Domestic team information
- 1867–1869: Oxford University

Career statistics
| Competition | First-class |
| Matches | 11 |
| Runs scored | 179 |
| Batting average | 9.94 |
| 100s/50s | –/– |
| Top score | 44 |
| Balls bowled | 387 |
| Wickets | 7 |
| Bowling average | 23.85 |
| 5 wickets in innings | – |
| 10 wickets in match | – |
| Best bowling | 3/57 |
| Catches/stumpings | 9/– |
- Source: Cricinfo, 26 March 2020

= Ernest Mathews =

English cricketer and barrister

Ernest Mathews (17 May 1847 – 25 November 1930) was an English first-class cricketer and barrister.

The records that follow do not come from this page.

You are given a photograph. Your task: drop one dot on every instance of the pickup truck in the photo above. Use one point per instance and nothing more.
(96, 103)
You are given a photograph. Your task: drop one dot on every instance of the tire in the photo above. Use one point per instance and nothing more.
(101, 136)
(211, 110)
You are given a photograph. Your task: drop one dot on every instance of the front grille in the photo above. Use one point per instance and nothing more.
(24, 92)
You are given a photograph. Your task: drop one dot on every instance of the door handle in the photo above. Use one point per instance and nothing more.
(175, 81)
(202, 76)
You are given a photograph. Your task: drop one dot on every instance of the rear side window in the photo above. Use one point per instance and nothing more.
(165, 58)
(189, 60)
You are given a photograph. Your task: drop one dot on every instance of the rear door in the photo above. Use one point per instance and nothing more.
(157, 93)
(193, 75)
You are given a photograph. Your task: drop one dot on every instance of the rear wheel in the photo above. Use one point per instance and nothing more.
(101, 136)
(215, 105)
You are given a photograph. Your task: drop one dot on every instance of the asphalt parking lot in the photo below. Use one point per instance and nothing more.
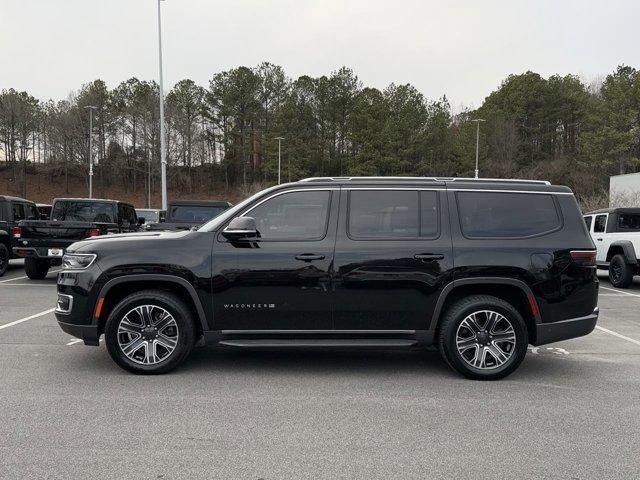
(572, 410)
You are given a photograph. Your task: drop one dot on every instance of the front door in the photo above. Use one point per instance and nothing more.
(393, 257)
(281, 279)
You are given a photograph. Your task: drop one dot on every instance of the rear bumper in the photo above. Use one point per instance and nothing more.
(565, 329)
(87, 333)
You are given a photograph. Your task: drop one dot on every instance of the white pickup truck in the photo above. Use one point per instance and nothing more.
(616, 235)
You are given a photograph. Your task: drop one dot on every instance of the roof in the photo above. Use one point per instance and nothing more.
(449, 182)
(208, 203)
(18, 199)
(615, 210)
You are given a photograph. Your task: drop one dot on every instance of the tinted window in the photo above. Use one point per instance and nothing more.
(494, 214)
(384, 214)
(78, 211)
(293, 216)
(18, 212)
(600, 223)
(194, 213)
(627, 221)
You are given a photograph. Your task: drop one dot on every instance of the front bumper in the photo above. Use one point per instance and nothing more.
(565, 329)
(87, 333)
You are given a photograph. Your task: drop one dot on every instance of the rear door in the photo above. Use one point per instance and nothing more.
(393, 256)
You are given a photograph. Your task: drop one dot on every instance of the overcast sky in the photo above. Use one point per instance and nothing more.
(459, 48)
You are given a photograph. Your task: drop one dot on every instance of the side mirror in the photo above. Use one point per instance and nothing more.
(241, 227)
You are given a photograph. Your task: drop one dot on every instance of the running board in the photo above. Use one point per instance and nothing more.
(320, 343)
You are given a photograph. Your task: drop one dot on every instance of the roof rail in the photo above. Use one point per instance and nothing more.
(441, 179)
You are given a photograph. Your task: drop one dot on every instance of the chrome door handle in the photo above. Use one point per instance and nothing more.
(308, 257)
(428, 256)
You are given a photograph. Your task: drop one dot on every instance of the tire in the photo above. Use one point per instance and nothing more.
(4, 259)
(504, 344)
(620, 272)
(128, 343)
(36, 269)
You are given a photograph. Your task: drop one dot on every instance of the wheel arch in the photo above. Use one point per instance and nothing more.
(511, 290)
(118, 288)
(624, 247)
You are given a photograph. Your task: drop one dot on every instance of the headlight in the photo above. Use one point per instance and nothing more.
(77, 261)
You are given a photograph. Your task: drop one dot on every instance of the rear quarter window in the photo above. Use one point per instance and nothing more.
(507, 215)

The son of John Hubbersty Mathews, he was born at Islington in May 1847. He was educated at Harrow School, before going up to Brasenose College, Oxford. While studying at Oxford, he played first-class cricket for Oxford University, making his debut against the Marylebone Cricket Club at Lord's in 1867. He played first-class cricket for Oxford until 1869, making eleven appearances. He scored a total of 179 run in his eleven matches, with a high score of 44. With his right-arm roundarm slow bowling, he took 7 wickets with best figures of 3 for 57.

After graduating from Oxford, Mathews became a barrister. He was called to the bar as a member of Lincoln's Inn in November 1871. He later served as a justice of the peace for both Middlesex and Buckinghamshire. Mathews died at Amersham in November 1930.